首先,在一攪拌器內加入80 g的奈米矽材與純度為99.5%的酒精以均勻攪拌成一固含量為20%的奈米矽漿料。接著,於該奈米矽漿料內添加270 g的活性碳並均勻攪拌,以令該奈米矽漿料內的奈米矽材得以嵌入活性碳的微孔洞中。最後,烘乾並去除奈米矽漿料中的酒精,從而製得該具體例之第一種濾材。以該具體例之第一種濾材的重量百分比計,活性碳與奈米矽材各為77.1 wt%與22.9 wt%。First, add 80 g of nanosilica material and 99.5% alcohol in a blender to uniformly mix into a 20% solids nanosilica slurry. Then, 270 g of activated carbon was added to the nanosilica slurry and stirred uniformly so that the nanosilica material in the nanosilica slurry could be embedded in the micropores of the activated carbon. Finally, drying and removing the alcohol in the nanosilica slurry, the first filter material of this specific example was prepared. Based on the weight percentage of the first filter material in this specific example, the activated carbon and nanosilica materials are respectively 77.1 wt% and 22.9 wt%.
<濾心及其製法之具體例><Specific examples of filter core and its manufacturing method>
再參閱圖1,本發明濾心之一具體例是根據上述第一實施例之濾心4來實施,其所使用的奈米矽材的出處與規格是相同於上述第一種濾材及其製法的具體例。有關於該具體例之濾心的詳細製作條件,是說明於下。1 again, a specific example of the filter element of the present invention is implemented according to the
首先,自本發明該具體例之濾心之一載座的一出水口依序於其一容置空間中填入50 g的活性碳(底層)、100 g的奈米矽材(中段),與230 g的活性碳(上層),以作為該具體例之濾心的濾材;其中,以該具體例之濾心之濾材的重量百分比計,活性碳與奈米矽材的含量各為73.7 wt%與26.3 wt%。接著,於該載座之一進水口與該出水口分別接上一輸送管路。最後,自該載座之進水口輸入飲用水至該容置空間內令該飲用水朝向該出水口的一流動方向帶動奈米矽材四處流動,以使奈米矽材得以嵌入活性碳的微孔洞內;其中,在該飲用水被輸入至該容置空間以接觸到奈米矽材時,是同時反應生成矽酸與氫氣,且活性碳之微孔洞內所嵌入的奈米矽材有利於提升溶氫量,其有利於提升溶氫量的原因已載明於前述發明詳細說明中,於此不再多加贅述。First, fill 50 g of activated carbon (bottom layer) and 100 g of nano-silicon material (middle section) in one of the accommodating spaces from a water outlet of a carrier of the filter element of this specific example of the present invention.

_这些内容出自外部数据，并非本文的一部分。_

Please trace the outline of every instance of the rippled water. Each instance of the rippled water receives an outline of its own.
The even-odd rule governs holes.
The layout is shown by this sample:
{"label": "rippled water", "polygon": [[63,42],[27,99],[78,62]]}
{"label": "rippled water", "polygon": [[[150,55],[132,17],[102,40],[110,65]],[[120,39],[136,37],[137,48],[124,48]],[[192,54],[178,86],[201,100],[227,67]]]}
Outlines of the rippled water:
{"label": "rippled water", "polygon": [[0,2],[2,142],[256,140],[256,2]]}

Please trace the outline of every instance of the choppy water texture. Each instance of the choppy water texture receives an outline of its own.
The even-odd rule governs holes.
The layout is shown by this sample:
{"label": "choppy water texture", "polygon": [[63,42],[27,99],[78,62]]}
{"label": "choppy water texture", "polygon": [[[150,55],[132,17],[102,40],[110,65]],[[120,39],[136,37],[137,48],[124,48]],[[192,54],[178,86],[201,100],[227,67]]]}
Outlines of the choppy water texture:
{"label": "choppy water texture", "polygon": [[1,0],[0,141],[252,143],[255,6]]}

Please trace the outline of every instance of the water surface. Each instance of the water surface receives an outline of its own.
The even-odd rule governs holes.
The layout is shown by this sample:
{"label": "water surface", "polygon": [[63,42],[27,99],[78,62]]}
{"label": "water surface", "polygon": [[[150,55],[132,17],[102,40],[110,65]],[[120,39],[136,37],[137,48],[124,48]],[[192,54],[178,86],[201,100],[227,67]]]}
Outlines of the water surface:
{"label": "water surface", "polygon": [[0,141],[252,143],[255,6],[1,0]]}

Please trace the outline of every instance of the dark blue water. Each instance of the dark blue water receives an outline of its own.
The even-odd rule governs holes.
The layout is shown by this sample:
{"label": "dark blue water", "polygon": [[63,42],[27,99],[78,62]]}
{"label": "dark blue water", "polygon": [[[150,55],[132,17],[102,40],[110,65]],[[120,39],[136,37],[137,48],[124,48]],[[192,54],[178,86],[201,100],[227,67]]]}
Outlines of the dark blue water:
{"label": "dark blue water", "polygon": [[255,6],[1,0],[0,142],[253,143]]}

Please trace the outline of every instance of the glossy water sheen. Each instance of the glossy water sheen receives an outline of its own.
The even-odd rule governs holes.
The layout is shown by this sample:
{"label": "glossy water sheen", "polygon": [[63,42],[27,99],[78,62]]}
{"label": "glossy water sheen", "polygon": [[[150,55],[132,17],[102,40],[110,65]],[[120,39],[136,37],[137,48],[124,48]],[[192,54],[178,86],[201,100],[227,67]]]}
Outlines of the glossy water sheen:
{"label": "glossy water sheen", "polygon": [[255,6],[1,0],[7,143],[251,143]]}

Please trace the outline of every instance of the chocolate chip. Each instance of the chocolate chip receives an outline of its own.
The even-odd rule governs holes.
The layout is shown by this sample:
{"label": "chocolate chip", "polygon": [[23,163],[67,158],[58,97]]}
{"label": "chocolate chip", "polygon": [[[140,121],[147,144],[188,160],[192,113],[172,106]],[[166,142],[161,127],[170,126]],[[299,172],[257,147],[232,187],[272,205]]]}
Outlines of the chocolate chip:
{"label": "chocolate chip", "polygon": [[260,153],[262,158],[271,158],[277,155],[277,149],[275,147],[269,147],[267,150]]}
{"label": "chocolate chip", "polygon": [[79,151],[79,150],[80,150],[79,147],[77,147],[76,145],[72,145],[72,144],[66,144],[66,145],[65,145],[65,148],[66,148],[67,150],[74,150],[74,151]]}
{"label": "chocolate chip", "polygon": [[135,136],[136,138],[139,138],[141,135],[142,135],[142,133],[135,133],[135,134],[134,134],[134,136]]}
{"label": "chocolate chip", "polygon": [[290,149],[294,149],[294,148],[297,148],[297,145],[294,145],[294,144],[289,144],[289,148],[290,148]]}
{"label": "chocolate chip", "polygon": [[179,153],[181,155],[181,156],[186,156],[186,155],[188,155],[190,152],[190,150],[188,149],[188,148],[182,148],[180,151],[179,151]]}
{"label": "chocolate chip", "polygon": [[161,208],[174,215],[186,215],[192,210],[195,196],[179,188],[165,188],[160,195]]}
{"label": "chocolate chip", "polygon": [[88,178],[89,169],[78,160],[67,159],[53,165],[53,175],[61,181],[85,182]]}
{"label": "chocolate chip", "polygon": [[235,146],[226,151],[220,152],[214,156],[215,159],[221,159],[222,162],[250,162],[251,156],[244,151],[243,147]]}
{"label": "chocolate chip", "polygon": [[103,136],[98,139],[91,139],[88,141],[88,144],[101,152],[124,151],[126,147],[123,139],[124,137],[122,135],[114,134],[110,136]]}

And 230 g of activated carbon (upper layer) as the filter material of the filter of this specific example; among them, the content of activated carbon and nano-silicon material is 73.7 wt in terms of the weight percentage of the filter material of the filter of this specific example % And 26.3 wt%. Then, one of the water inlet and the water outlet of the carrier are respectively connected with a conveying pipeline. Finally, input drinking water from the water inlet of the carrier into the accommodating space so that the drinking water moves toward a flow direction of the water outlet to drive the nano-silicon material to flow around, so that the nano-silicon material can be embedded in the microstructure of activated carbon. In the hole; wherein, when the drinking water is input into the accommodating space to contact the nano-silicon material, it simultaneously reacts to generate silicic acid and hydrogen, and the nano-silicon material embedded in the micro-holes of activated carbon It is beneficial to increase the amount of dissolved hydrogen, and the reason why it is beneficial to increase the amount of dissolved hydrogen has been described in the foregoing detailed description of the invention, and will not be repeated here.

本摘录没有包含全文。